The `ApplyRecommendations` module uses the following algorithm to create a schema structure from a given schema or fasta files:

.. image:: source/ApplyRecommendations.png
   :alt: Algorithm for creating and restructure a schema
   :width: 80%
   :align: center


.. Note::
    Make sure to review the list of recommendations before running the module. The **Choice** recommendations should be carefully reviewed and changed into one of the other options. The module will perform no action for the loci for which the action is **Choice**.

The action **Join** will merge all loci in a cluster with that action into a single FASTA file. The FASTA file will contain all the distinct alleles in the original loci FASTA files and be named based on the first locus in the cluster that was merged with the otehrs.

The action **Drop** will exclude a locus from the final schema.

The action **Add** will copy the FASTA file of a locus from the input schema into the final schema.

.. Important::
	If class 6 is assigned to a locus and the action is **Join** or **Choice**, the process will halt and ask the user to change the action, as those actions are not allowed when class 6 is assigned.

Since this module uses the :doc:`AdaptLoci </SchemaRefinery/Modules/AdaptLoci>` module to format the schema in the end, the schema created will conform with the structure of the schemas used by chewBBACA.

Outputs
-------
The structure of the output directory created by the `ApplyRecommendations` module is shown below.

::

    OutputFolderName
    ├── schema
    │   ├── x.fasta
    │   ├── y.fasta
    │   ├── z.fasta
    │   ├── ...
    │   └── short
    │       ├── x_short.fasta
    │       ├── y_short.fasta
    │       ├── z_short.fasta
    │       └── ...
    ├── temp_fasta # --nocleanup
    │   ├── x.fasta
    │   ├── y.fasta
    │   ├── z.fasta
    │   └── ...
    ├── schema_invalid_alleles.txt # --nocleanup
    ├── schema_invalid_loci.txt # --nocleanup
    └── schema_summary_stats.tsv # --nocleanup

.. toctree::
    :maxdepth: 1

    ApplyRecommendationsOutputDescription

Report files description
------------------------

This file includes summary statistics for the final schema.

.. csv-table:: **schema_summary_stats.tsv**
   :header: "Gene", "Total_alleles", "Valid_alleles", "Number_representatives"
   :widths: 10, 10, 10, 10

   x, 11, 11, 1
   y, 1, 1, 1
   z, 11, 11, 1
   ...


Columns description:

::

    Gene: The locus ID of the query.
    Total_alleles: The number of alleles in the input schema.
    Valid_alleles: The number of alleles chosen to be in the final schema.
    Number_representatives: The number of alleles chosen to be the representatives of that loci.

Additionally, the process creates the `schema_invalid_alleles.txt` and `schema_invalid_loci.txt` files, which include the list of the alleles and loci that did not pass the validation thresholds, respectively.
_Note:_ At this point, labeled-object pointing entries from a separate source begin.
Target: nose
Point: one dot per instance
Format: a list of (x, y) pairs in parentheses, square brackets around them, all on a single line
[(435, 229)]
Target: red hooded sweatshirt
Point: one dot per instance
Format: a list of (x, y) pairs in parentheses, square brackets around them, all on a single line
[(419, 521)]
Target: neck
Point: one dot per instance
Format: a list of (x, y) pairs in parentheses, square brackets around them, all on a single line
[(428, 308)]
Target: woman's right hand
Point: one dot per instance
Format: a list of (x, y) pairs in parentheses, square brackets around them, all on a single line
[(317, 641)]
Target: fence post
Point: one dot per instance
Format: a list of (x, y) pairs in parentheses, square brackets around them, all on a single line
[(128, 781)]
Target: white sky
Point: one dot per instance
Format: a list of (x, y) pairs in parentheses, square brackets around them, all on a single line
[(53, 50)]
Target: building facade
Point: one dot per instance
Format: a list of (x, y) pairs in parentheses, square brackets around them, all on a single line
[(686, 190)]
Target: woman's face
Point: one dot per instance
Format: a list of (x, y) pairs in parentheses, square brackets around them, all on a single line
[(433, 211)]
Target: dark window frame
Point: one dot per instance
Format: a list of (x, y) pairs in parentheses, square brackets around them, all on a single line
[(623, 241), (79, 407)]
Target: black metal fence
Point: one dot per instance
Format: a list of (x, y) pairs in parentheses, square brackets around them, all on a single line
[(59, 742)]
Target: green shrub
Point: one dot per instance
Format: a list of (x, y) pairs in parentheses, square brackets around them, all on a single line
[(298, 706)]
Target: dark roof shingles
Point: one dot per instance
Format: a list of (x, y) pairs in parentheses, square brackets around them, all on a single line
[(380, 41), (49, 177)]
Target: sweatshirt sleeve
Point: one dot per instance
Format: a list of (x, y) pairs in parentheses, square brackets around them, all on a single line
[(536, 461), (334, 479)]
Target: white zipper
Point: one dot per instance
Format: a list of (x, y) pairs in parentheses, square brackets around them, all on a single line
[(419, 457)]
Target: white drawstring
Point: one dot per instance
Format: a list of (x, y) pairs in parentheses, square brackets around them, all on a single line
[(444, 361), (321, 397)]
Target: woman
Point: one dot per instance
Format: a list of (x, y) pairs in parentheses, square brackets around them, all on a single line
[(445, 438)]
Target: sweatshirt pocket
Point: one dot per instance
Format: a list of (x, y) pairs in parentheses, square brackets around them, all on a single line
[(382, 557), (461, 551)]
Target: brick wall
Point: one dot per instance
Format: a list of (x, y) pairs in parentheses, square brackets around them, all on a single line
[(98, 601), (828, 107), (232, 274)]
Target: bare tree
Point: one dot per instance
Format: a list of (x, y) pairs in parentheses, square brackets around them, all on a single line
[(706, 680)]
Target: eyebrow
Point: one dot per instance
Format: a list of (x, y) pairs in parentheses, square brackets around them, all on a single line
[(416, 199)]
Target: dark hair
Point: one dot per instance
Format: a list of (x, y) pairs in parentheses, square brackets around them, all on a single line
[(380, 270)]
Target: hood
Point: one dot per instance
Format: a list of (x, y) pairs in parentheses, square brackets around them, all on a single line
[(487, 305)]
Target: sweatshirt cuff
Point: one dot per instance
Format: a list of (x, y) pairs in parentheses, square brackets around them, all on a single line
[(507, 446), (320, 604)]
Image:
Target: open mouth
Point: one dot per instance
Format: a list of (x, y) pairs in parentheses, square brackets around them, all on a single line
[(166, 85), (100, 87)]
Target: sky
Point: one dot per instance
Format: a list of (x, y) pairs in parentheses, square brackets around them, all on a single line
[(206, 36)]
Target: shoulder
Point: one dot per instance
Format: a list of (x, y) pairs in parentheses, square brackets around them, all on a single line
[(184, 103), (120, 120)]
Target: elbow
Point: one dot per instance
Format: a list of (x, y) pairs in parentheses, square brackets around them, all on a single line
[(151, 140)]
If these are empty then all alleles/loci were valid and moved into the new schema.


Examples
--------

Here are some example commands to use the `ApplyRecommendations` module:

.. code-block:: bash

    # Apply recommendations to a given schema file
    SR ApplyRecommendations -s /path/to/schema -o /path/to/output -rf /path/to/recommendation.tsv -c 4 --nocleanup

    # Create schema structure from a folder containing FASTA files
    SR ApplyRecommendations -ff /path/to/fastas -o /path/to/output -rf /path/to/recommendation.tsv -c 4 --nocleanup

    # Create schema structure with custom BSR value and translation table and training file
    SR ApplyRecommendations -s /path/to/schema -o /path/to/output -rf /path/to/recommendation.tsv -tf /path/to/file/training-file.trn -c 4 --t 4 -bsr 0.8 --nocleanup

Troubleshooting
---------------

If you encounter issues while using the `ApplyRecommendations` module, consider the following troubleshooting tips:

- Verify that the paths to the schema, output directory, and file with recommendations are valid.
- Check the output directory for any error logs or messages.
- Check if the versions of the dependencies used by the module are all compatible.
- Increase the number of CPUs using the `-c` or `--cpu` option if the process is slow.